Theme: A Prophetic Description
In this week’s lessons, Psalm 58 teaches us that although evildoers continue to do great harm, God will eventually intervene both in judgment against sinners and the vindication of the righteous.
Scripture: Psalm 58:1-11
There was a time in American political history when anyone reading Psalm 58 would have thought it somehow unreal, at least where the United States is concerned. Psalm 58 is about unjust rulers, and in those earlier halcyon days America was favored for the most part with leaders whose characters were upright and whose actions were above reproach. No longer. Today corruption is widespread even at the highest levels of political leadership, and Psalm 58 seems to be an apt prophetic description of our times.

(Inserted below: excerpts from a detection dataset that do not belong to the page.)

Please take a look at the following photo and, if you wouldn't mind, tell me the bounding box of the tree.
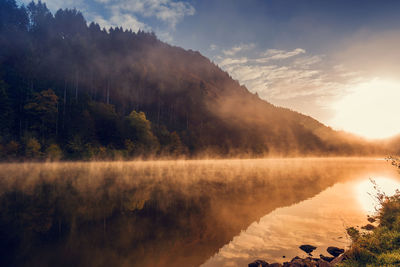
[126,110,159,152]
[24,89,58,140]
[0,80,13,136]
[25,138,42,158]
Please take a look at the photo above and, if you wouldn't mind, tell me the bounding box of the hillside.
[0,0,382,158]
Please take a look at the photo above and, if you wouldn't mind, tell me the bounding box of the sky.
[18,0,400,138]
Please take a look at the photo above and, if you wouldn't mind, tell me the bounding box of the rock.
[361,223,375,231]
[326,247,344,257]
[319,254,335,262]
[330,254,347,266]
[299,245,317,254]
[317,260,333,267]
[249,260,269,267]
[291,256,301,262]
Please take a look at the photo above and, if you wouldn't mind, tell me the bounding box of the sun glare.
[331,78,400,138]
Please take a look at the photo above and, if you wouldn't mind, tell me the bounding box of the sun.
[331,78,400,139]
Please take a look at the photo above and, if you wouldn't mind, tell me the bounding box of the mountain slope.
[0,0,380,159]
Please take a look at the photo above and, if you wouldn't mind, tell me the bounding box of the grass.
[339,158,400,267]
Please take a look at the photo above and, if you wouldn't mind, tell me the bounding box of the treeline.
[0,0,381,159]
[0,0,192,160]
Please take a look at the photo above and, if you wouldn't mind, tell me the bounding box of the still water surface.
[0,158,400,267]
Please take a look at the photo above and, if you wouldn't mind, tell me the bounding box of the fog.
[0,158,395,266]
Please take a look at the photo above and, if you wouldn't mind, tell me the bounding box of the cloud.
[21,0,195,34]
[263,48,306,60]
[216,44,359,121]
[222,43,255,56]
[96,0,195,29]
[209,44,218,51]
[332,30,400,78]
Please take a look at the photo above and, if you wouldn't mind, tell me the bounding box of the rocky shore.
[249,245,346,267]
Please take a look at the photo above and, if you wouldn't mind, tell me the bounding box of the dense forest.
[0,0,386,160]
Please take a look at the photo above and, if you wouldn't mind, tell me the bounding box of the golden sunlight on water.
[202,170,400,267]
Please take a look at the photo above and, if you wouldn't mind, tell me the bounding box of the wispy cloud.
[217,44,359,119]
[222,43,255,56]
[262,48,306,60]
[20,0,195,35]
[96,0,195,29]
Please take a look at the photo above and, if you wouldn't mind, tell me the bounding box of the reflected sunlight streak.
[355,177,400,214]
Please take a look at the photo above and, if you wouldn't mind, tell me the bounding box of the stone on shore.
[299,245,317,254]
[326,247,344,258]
[249,260,270,267]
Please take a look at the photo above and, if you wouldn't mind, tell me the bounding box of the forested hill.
[0,0,382,159]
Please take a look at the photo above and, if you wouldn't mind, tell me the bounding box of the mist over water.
[0,158,397,266]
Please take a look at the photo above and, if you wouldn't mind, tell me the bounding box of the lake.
[0,158,400,266]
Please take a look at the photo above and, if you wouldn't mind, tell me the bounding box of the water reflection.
[355,177,400,214]
[202,176,400,267]
[0,158,396,266]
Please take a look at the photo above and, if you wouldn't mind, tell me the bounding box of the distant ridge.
[0,0,381,159]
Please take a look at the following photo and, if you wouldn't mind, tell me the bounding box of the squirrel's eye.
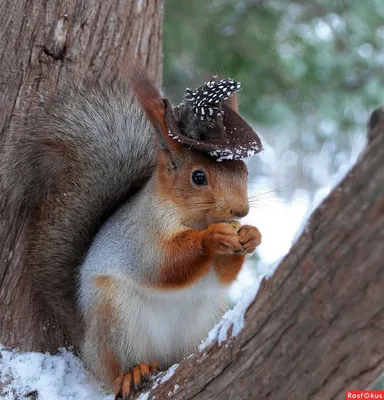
[192,170,208,186]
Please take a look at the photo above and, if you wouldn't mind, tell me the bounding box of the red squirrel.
[6,67,261,399]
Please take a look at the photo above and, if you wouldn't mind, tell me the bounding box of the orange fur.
[95,275,121,385]
[156,231,212,289]
[114,362,158,399]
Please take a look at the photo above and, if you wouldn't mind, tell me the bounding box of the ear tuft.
[127,63,165,129]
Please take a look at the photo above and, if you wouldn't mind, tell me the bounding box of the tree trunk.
[0,0,163,351]
[134,109,384,400]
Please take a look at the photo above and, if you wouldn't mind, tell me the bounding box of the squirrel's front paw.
[114,362,159,400]
[204,222,244,254]
[238,225,261,254]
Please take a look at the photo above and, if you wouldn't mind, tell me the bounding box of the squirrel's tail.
[1,79,155,350]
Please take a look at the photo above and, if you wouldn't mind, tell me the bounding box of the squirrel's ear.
[224,93,239,113]
[129,65,181,152]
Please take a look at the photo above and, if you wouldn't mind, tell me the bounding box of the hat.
[164,77,262,161]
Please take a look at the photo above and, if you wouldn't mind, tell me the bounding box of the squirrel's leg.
[114,362,159,399]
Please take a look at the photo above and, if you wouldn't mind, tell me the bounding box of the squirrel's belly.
[112,270,225,368]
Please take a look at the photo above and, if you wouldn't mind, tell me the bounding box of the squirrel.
[3,66,262,399]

Even secular observers see it. Speaking of our national life, the Washington Post said recently that “common decency can no longer be described as common.” The New Republic magazine declared, “There is a destructive sense that nothing is true and everything is permitted.”1
On April 4, 1991, Charles W. Colson gave an address on ethics at the Harvard Business School. Not long before this the Business School had established a Chair on Ethics, recognizing that the moral decline of American leadership is a significant social problem, and Colson had objected that “Harvard’s philosophical relativism precludes the teaching of ethics.” Now he was invited to address this intelligent and highly critical body. He expected the worst. Only a few years earlier the Nobel prize-winning neurobiologist Sir John Eccles had been booed when he had suggested that, although we can account for brain cells through evolution, the consciousness of the mind is something that has to have come from God. However, when Colson reviewed the recent moral scandals involving America’s leadership he received a respectful hearing.

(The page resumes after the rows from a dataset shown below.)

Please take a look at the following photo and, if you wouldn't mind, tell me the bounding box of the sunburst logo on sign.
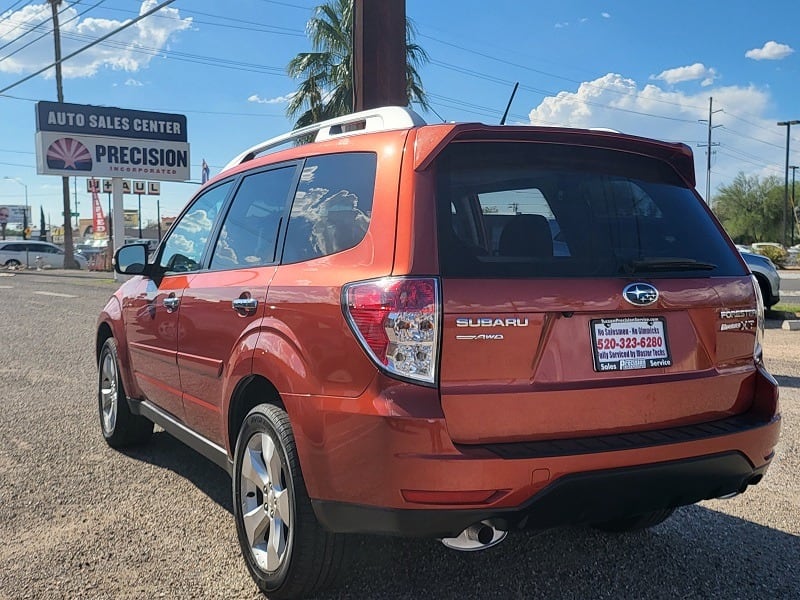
[47,138,92,171]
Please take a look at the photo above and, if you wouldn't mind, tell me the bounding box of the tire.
[592,508,675,533]
[97,338,153,448]
[233,404,345,600]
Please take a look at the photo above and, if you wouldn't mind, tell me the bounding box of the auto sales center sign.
[36,101,190,181]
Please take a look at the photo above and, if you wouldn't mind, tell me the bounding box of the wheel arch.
[226,375,286,456]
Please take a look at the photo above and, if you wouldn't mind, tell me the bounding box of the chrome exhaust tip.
[441,521,508,552]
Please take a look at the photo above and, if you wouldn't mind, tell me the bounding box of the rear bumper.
[312,452,767,537]
[284,367,780,537]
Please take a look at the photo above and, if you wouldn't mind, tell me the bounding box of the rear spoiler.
[414,123,697,188]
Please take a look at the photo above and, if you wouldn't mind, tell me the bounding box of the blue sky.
[0,0,800,230]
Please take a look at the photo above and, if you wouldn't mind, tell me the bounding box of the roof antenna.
[500,81,519,125]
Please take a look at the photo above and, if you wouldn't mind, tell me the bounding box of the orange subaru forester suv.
[96,107,780,598]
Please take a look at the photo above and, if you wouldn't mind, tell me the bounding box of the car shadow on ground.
[124,430,233,514]
[319,506,800,600]
[128,434,800,600]
[773,373,800,388]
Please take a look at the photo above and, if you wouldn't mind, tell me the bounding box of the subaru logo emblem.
[622,283,658,306]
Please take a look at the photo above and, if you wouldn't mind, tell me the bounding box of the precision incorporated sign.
[36,102,190,181]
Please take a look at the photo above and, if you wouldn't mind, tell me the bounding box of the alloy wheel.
[239,433,293,573]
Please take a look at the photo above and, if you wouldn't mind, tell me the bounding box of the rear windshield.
[437,142,744,277]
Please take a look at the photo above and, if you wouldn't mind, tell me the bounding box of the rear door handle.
[163,294,181,312]
[231,298,258,315]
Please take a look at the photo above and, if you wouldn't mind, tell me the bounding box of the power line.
[0,3,54,50]
[0,0,175,95]
[73,0,306,37]
[0,0,106,61]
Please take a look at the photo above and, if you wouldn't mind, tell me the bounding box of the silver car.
[0,240,87,269]
[741,252,781,308]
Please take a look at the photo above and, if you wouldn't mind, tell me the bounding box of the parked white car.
[0,240,87,269]
[739,250,781,308]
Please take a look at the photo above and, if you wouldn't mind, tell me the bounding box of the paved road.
[0,273,800,600]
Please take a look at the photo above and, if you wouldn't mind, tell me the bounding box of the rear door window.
[159,181,232,273]
[282,152,377,264]
[437,142,742,277]
[211,166,296,269]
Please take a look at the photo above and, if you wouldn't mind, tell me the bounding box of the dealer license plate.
[591,317,672,371]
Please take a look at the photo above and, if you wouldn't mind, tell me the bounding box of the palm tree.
[286,0,429,127]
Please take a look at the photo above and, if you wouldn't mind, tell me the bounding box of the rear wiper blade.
[620,257,717,274]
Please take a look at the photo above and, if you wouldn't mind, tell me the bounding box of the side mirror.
[114,244,147,275]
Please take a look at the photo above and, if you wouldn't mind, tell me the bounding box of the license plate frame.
[589,316,672,373]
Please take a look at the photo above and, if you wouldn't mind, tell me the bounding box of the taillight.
[342,277,440,383]
[750,275,764,361]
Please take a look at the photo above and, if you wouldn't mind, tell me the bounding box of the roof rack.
[222,106,426,171]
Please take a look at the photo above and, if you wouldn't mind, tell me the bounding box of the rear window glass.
[437,142,743,277]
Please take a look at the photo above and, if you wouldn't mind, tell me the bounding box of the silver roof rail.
[222,106,426,171]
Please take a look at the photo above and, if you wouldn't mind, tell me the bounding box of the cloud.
[0,0,192,79]
[247,92,296,104]
[529,73,785,190]
[744,42,794,60]
[650,63,717,86]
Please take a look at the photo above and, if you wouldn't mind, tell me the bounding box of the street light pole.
[3,175,31,268]
[778,119,800,246]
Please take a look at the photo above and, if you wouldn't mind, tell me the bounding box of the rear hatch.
[436,135,756,443]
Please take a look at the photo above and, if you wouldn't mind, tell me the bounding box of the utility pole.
[698,97,722,206]
[778,120,800,246]
[353,0,408,111]
[47,0,78,269]
[789,165,800,246]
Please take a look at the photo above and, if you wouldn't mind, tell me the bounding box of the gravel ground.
[0,273,800,599]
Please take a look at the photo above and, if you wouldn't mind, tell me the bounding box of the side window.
[283,152,377,263]
[211,167,296,269]
[159,181,232,272]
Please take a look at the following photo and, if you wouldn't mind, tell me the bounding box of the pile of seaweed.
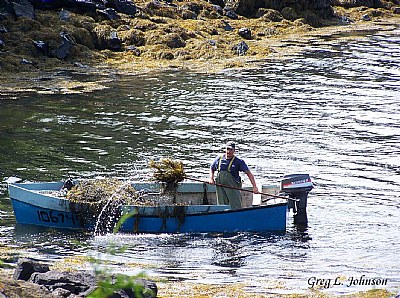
[149,158,186,195]
[67,178,146,232]
[67,178,140,205]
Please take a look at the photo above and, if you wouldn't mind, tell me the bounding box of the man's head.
[225,142,236,158]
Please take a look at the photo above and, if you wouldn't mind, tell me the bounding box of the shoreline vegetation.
[0,245,399,298]
[0,0,400,298]
[0,268,398,298]
[0,0,400,81]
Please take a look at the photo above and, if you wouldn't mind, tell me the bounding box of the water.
[0,30,400,294]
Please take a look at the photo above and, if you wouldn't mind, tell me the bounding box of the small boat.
[8,176,312,233]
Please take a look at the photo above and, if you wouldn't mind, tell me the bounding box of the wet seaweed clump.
[149,158,186,193]
[67,179,141,205]
[66,179,146,232]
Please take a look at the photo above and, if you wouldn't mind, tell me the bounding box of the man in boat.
[209,142,258,209]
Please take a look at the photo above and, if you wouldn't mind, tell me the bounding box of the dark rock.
[181,8,197,20]
[256,8,283,22]
[55,32,74,59]
[10,259,158,298]
[332,0,382,8]
[58,9,71,22]
[164,33,186,49]
[224,8,239,20]
[281,7,298,21]
[33,40,50,56]
[222,20,233,31]
[361,13,372,22]
[238,28,251,39]
[125,46,141,56]
[232,41,249,56]
[212,4,224,16]
[107,0,137,16]
[97,8,121,20]
[208,39,217,47]
[92,25,122,51]
[108,31,121,51]
[29,271,96,295]
[10,0,35,20]
[14,258,50,280]
[30,0,96,13]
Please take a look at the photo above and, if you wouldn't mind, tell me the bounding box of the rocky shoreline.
[0,0,400,73]
[0,258,157,298]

He spoke of the Keating Five, five United States senators tried, in effect, by their own tribunal for complicity in the savings and loan scandal. There was also Senator Dave Durenberger, who was censured by the Senate. Marion Barry, the former mayor of the District of Columbia, arrested for drug use. In addition, there are congressmen who have been turned out of office by the scores. Perhaps most reprehensible of all, there was the HUD scandal in which people were ripping off large sums of money from funds that have been designed by law to help the poor.
Colson referred to a recent press release in which the Department of Justice boasted that in 1990 they had prosecuted and convicted 1,500 public officials, the highest number in the history of the country. Boasting about it!2 It was a sad commentary on the corruption that has become epidemic in contemporary American life, corruption which the Business School students seemed to recognize even though they did not know what to do about it.
What is Psalm 58 about?
Why is it an apt prophetic description of our times?
Reflection: It is easy to criticize other people, especially public figures. But where have you allowed your own ethical standards to slip?
Prayer: Pray for our leaders to have a deep value for ethical behavior.
1The quotes are from Charles W. Colson, “The Problem of Ethics,” a speech delivered to students at the Harvard Business School and published by the Wilberforce Forum, a division of Prison Fellowship (Washington: The Wilberforce Forum, 1992), p. 5.2Charles W. Colson, “The Problem of Ethics,” pp. 3, 4.